Latin America without Brazil
Latin America is forecast to grow at higher rates in 2013, supported by an expected recovery in Brazil’s growth and better performance by Argentina, the area’s two largest economies. While Mexico is forecast to slow down from last year’s growth of 3.9% to this year’s level of 3.3%, it will still expand significantly. The whole region is forecast to expand by 3.4%, compared to 2.6% last year.

OPEC Member Countries
At first glance, last year was one of robust growth for OPEC Member Countries. Growth averaged about 5.3% in 2012 and is expected to continue at a somewhat slower pace in 2013 at around 4.2%. However, total growth last year was distorted by an exceptionally strong recovery in Libya, which experienced an 80% y-o-y GDP expansion. This is forecast to slow down to 15% this year. If figures for Libya are removed, OPEC would post an increase in GDP of 3.8% this year, almost in line with the previous year’s healthy growth of 3.9%.

Saudi Arabia’s economy will see a drop in growth from 6.8% in 2012 to 5.2% in 2013 due to a decline in gross fixed capital formation, a trend that started in the fourth quarter of 2012. The UAE economy will also see a slightly lower growth rate of 3.2% this year compared with 4.0% in 2012. Kuwait is forecast to see a drop in growth from 5.2% in 2012 to 4.7% this year, and Qatar’s expansion will decrease from 6.2% in 2012 to 5.2% in 2013. Iraq will continue to expand at 8.3% this year, almost the same level as last year’s growth of 8.5%.

Oil prices, US dollar and inflation
The US dollar in April declined slightly against all major currencies, with the exception of the yen. It fell by 0.5% versus the euro, 1.1% compared to the Swiss franc, 1.5% against the pound sterling and gained 3.5% on the Japanese yen. The impressive development of the US dollar versus the yen continued, and the monthly average rate in March stood at ¥97.710/$, continuing on to reach a level of almost ¥100.0/$ by the beginning of May.

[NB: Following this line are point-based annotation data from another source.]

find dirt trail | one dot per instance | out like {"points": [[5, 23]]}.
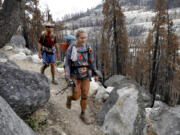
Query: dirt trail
{"points": [[54, 117]]}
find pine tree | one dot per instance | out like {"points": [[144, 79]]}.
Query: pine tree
{"points": [[32, 23], [164, 54], [114, 31]]}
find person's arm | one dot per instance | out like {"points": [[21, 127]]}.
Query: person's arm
{"points": [[67, 65]]}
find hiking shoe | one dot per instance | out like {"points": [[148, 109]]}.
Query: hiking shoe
{"points": [[85, 119], [68, 102], [54, 82]]}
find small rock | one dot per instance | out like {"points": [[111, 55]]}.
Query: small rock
{"points": [[19, 56]]}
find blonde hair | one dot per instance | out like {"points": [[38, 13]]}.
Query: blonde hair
{"points": [[79, 32]]}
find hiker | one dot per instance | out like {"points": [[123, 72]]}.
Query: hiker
{"points": [[47, 48], [78, 64]]}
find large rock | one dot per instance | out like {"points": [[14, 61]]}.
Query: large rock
{"points": [[25, 91], [19, 56], [18, 41], [163, 120], [10, 123], [4, 60], [124, 111]]}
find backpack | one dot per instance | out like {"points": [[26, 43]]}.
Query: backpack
{"points": [[69, 39], [77, 69], [44, 37]]}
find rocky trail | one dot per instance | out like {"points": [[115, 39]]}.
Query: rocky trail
{"points": [[54, 118]]}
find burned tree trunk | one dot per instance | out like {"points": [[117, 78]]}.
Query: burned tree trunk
{"points": [[10, 19]]}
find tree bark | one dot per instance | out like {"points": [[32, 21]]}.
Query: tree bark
{"points": [[10, 19]]}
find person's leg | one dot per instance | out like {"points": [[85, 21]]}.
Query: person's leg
{"points": [[45, 62], [52, 63], [85, 85], [76, 93]]}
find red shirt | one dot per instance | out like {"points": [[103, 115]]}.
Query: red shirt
{"points": [[47, 40]]}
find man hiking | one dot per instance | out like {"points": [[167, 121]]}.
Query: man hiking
{"points": [[79, 62], [47, 48]]}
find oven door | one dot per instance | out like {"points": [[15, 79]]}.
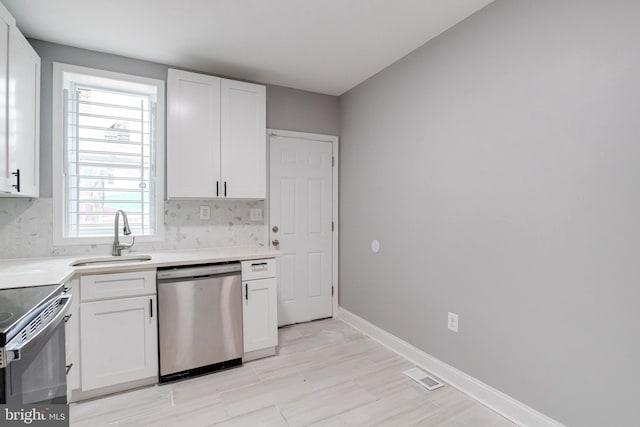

The latest decision of the ECB to lower interest rates has supported the euro. Furthermore, discussion of possible further key policy rate cuts in the near term by the ECB President and the possibility of negative deposit rates combined with the potential to loosen tight austerity measures by policymakers in the Euro-zone have also supported the euro’s value. While the euro was trading again above the $1.30/€ mark, averaging $1.3025/€ in April, it continued rising at the beginning of May after the ECB’s decision to lower its key policy rate. An increase of the monetary stimulus in the Euro-zone in the coming month, combined with the decision to lessen austerity and promote growth via fiscal measures should further support the euro. Despite the recent slight weakening of the US dollar in trade weighted baskets, it is forecast to remain strong, at least in the short term. However, developments will depend upon decisions regarding austerity measures and monetary policy in the Euro-zone and near-term decisions on US fiscal issues in Congress.

In nominal terms, the price of the OPEC Reference Basket fell by $5.39/b or 5.1% from $106.44/b in March to $101.05/b in April. In real terms, after accounting for inflation and currency fluctuations, the Basket price fell by 4.8% or $3.18/b to $63.21/b from $66.39/b (base June 2001=100). Over the same period, the US dollar fell by 0.1% against the import-weighted modified Geneva I + US dollar basket while inflation fell by 0.4%.